As a safeguard against the unknown, many individuals elect to carry employee-sponsored health care and retirement benefits. When something happens resulting in a claim, plan holders expect the insurance carrier to follow through on promised coverage.
But the claimant and the insurance company may have widely different ideas of what adequate coverage of a claim looks like or the insurer could deny the claim completely. When an insurance company elects to deny a claim, they must comply with ERISA claim denial regulations established by the Employee Benefits Security Administration (EBSA) of the U.S. Department of Labor.
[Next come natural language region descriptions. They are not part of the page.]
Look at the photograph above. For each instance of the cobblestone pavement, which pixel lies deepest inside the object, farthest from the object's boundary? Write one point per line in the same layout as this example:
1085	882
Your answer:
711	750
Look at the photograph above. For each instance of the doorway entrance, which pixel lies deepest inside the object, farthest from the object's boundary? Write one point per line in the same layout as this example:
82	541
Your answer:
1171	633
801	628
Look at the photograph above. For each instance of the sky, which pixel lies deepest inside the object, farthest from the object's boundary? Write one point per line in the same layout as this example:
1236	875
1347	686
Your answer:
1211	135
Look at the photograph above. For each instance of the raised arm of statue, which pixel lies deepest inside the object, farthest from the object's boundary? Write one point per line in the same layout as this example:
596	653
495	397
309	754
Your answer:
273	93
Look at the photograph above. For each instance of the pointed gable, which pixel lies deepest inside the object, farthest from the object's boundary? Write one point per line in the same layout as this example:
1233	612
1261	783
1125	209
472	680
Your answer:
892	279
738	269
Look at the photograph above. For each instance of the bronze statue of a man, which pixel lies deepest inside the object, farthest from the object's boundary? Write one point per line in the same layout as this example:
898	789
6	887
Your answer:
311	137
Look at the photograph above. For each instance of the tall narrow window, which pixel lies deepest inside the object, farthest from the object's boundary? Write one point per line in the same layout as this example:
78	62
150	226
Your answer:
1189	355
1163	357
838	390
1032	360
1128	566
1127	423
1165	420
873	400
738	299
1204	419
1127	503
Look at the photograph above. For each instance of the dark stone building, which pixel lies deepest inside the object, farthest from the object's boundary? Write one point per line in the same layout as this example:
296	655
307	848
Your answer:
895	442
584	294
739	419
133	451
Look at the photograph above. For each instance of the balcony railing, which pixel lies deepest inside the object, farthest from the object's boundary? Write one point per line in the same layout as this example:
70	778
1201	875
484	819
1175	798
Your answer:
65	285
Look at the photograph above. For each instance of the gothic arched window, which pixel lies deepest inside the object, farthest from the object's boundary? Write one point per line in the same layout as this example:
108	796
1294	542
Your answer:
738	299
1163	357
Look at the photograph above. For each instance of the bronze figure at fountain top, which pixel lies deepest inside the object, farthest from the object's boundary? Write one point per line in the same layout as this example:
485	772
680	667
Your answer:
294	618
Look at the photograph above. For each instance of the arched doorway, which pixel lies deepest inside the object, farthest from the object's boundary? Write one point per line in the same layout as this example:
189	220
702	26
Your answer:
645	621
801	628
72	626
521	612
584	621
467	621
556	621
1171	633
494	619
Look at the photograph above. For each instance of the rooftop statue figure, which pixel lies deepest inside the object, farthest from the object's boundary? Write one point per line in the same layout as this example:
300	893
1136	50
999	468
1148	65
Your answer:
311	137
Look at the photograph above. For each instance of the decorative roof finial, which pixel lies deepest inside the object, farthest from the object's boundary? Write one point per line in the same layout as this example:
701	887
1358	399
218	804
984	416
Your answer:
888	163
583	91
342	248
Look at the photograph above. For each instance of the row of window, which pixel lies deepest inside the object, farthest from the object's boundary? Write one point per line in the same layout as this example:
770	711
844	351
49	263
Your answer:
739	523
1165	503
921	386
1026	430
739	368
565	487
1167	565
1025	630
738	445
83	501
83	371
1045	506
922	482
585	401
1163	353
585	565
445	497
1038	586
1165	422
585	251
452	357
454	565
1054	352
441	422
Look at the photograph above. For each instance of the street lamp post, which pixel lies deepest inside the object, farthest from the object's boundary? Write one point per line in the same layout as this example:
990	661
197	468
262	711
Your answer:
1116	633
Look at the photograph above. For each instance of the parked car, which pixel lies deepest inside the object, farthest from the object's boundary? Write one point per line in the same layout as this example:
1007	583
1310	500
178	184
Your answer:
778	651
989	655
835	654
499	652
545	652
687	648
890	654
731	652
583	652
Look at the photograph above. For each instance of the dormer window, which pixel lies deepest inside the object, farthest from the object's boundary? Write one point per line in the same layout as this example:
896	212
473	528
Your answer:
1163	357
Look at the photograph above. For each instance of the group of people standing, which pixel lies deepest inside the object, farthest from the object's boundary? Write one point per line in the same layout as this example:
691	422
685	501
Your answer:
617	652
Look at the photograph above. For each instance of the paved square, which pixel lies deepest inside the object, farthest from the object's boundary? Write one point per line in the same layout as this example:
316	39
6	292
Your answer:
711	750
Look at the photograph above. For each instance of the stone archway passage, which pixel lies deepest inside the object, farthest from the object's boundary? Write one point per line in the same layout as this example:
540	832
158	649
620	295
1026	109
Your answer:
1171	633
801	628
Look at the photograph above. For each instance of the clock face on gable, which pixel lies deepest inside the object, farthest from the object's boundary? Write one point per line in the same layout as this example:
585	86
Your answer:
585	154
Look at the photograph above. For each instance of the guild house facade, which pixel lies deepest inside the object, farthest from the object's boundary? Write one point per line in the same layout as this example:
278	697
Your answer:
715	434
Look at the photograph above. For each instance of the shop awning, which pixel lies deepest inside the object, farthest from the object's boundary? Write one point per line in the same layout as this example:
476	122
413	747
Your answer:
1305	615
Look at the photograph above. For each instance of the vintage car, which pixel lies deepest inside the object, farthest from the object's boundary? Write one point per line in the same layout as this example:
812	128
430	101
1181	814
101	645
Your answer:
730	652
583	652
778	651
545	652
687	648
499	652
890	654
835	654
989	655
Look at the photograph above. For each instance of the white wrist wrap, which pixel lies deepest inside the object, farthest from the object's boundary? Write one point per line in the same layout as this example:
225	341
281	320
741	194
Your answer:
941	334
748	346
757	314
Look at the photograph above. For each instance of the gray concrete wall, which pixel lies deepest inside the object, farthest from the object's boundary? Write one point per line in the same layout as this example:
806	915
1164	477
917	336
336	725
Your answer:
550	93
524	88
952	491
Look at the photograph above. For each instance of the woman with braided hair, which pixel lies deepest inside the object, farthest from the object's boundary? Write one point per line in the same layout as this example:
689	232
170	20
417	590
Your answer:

Procedural safeguards to protect consumers
The EBSA regulations for how insurers accept, deny and process claims help to protect the individual consumers who purchase the plans. If an insurer chooses to deny a claim, they must provide detailed information regarding the reasons for the denial in writing, either via a letter or through electronic communication.
What information should a denial letter include?
For claims initiated after January 1, 2018, required claim denial information includes:
- The specific reason for the denial and the standards the insurer used to determine eligibility or a statement that no criteria were used in the determination
- An explanation of the plan’s provisions on which they based the denial
- A summary of additional information the plan holder could provide that might persuade the insurer to reconsider the denial
- Information about how to file an appeal for denied claims, including how to file an external appeal for non-grandfathered plans
- Culturally and linguistically appropriate information for plan holders who live in a parish where more than 10% of the population is literate in a non-English language, such as Spanish
Remember, if your insurer chooses to deny your claim, they must clearly explain the reason(s) for the denial and the next steps you can take.